Warum willst du wegen einem Clip von ein paar Minuten gleich eine ganze DVD beschreiben? Die sogenannten MiniDVDs, welche mit Nero gebrannt werden können, sind genau so wie sein MPEG4, nur mit ganz wenigen Playern lesbar. Selbst mein HR734 von Samsung meint, das nichts lesbares auf den CDs drauf ist. Damit ist die Weiterverteilung immer in Frage gestellt. DivX/XviD im AVI verpackt, wird nur von Uralt-Playern nicht erkannt.

Kompatibilität first! Gibt es bessere Argumente?

der hinterwäldler

Hallo Hinterwäldler!

Ich muss auch widersprechen.

Die Bezeichnung AVI läßt keinen Schluß
über die Codierung des Inhaltes zu. Wenn also eine
Nachbearbeitung des Materials stattfinden soll, ist ein AVI
ein denkbar schlechter Ausgangspunkt. Ich gehe mal davon aus,
das bei dem Format DV
http://de.wikipedia.org/wiki/Digital_Video zutreffend ist,
denn anders könnte ich mir die 17GByte kaum erklären.
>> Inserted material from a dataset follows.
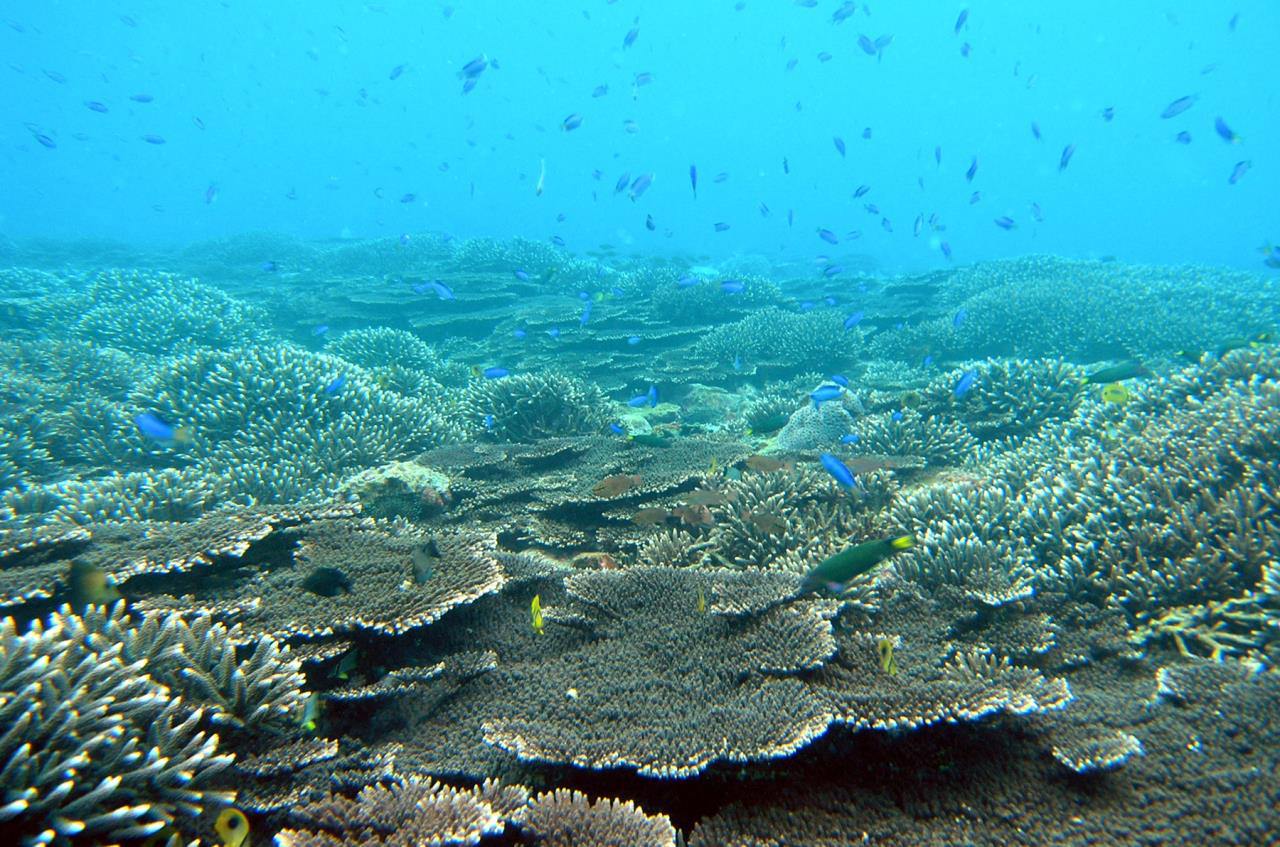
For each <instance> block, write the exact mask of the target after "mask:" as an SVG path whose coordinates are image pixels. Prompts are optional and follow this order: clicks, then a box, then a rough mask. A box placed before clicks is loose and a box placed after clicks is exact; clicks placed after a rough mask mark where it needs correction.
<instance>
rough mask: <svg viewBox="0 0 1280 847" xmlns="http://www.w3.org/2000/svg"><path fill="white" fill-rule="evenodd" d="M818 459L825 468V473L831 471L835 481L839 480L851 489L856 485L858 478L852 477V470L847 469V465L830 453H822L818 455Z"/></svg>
mask: <svg viewBox="0 0 1280 847" xmlns="http://www.w3.org/2000/svg"><path fill="white" fill-rule="evenodd" d="M818 461H819V462H822V466H823V467H824V468H827V473H831V476H832V479H835V480H836V482H840V484H841V485H842V486H845V487H846V489H851V487H854V486H856V485H858V480H856V479H854V472H852V471H850V470H849V466H847V464H845V463H844V462H841V461H840V459H838V458H836V457H835V455H833V454H831V453H822V454H819V455H818Z"/></svg>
Du brauchst nichts zu vermuten. Carsten hat eindeutig DV-AVI geschrieben.

Warum hast du nicht einfach die 17 GByte erst einmal in das
MPEG-2 gewandelt?

Jetzt vermute ich einmal:

Er wollte die Qualität erhalten da er das Video nachbearbeiten möchte. Er war dann nur überrascht wie gross das DV-Video wurde.

Dieses Format ist ausnahmslos zu jedem
Videoeditor kompatibel und kann problemlos verarbeitet werden.

Einspruch: Es gibt kein Videobearbeitungsprogramm (ausgenommen reine Schnittprogramme für z.B.Werbung entfernen.) welches Mpeg2 bearbeiten kann.
Auch nicht deines.
Das MPEG2 wird immer zu (DV)AVI expandiert (Verluste!) und nachher neu encodet (Verluste!)

Mache das einmal 4x und du erkennst dein Ausgangsmaterial nicht mehr!
Wenn du noch von VBR auf CBR oder an der Datenrate etwas ändern musst kannst das spätesten bei der zweiten Wandlung ohne Brille erkennen.

Eine wesentliche Einbuße an Qualität brauchst du nicht
erwarten, DVDs (.VOB) sind auch MPEG-2 und entscheidend
kleiner.

Siehe oben!

  1. Umwandlung in eine DVD oder eine SVCD. Letztere ist bis
    etwa 30 Minuten Filmlänge möglich

Spätestens hier haben wir die nächste unnötige und qualitätsschädigende Formatwandlung!

  1. Konvertierung nach DivX/XviD, welche beide von den meisten
    aktuellen Standalone-Playern gelesen werden können.

Wie lange noch und welche Version. Alles ist kompatibel aber nicht geht!

Bei Punkt 2 musst du allerdings beachten, das eventuelle Menüs
und Kapitelmarkierungen verloren gehen und du dieses Material
nur unter erschwerten Bedingungen nochmals bearbeiten kannst.
Es ist also praktisch das Endprodukt.

MPEG2 wurde schon als Konsumerendprodukt eingeführt.

Zur Konvertierung nach DivX 5.x oder XviD 1.2 benutzt du am
besten AutoGK von http://www.autogk.me.uk/ Der XviD Codec wird
mitgeliefert, DivX 5.2 sollte im KLite drin sein. Xvid hat…(Sonstige wichtige Einschränkungen…aber bei weitenm nicht alle!)

Am besten du gibst zu jeder DVD mit Divx ein ausführliches Handbuch mit den Einschränkungen dazu!

Ich vermute weiters: Jetzt haben wir Carsten anstatt zu Raten total verunsichert!

Karl

Hallo alle zusammen,

tut mir leid, ich hatte erst jetzt Gelegenheit wieder ins Forum zu schauen. Erst einmal Danke für alle Antworten.

Es ist schon wahr, ein wenig verwirrend war das alles schon. Da ich nicht professionell und regelmäßig mit Videobearbeitung zu tun haben möchte, ging es mir schon um eine einfache und praktikable Lösung.

Mit Total Video-Converter habe ich eine Sequenz auf auf mpeg2 konvertiert und festgestellt, dass der Qualitätsverlust doch enorm ist. Da ich die Schnitte (es handelt sich um Familienvideoaufnahmen) erst einmal nur platzsparend archivieren möchte und erst später daraus DVD oder vielleicht sogar wieder eine VHS-Videokassette machen möchte, kann ich an dieser Stelle noch keinen Qualitätsverlust akzeptieren. Aber eigentlich wollte ich die Schnitte schon auf DVD auslagern. Vielleicht ist das ja mit dem Programm „Scenalyser“ möglich.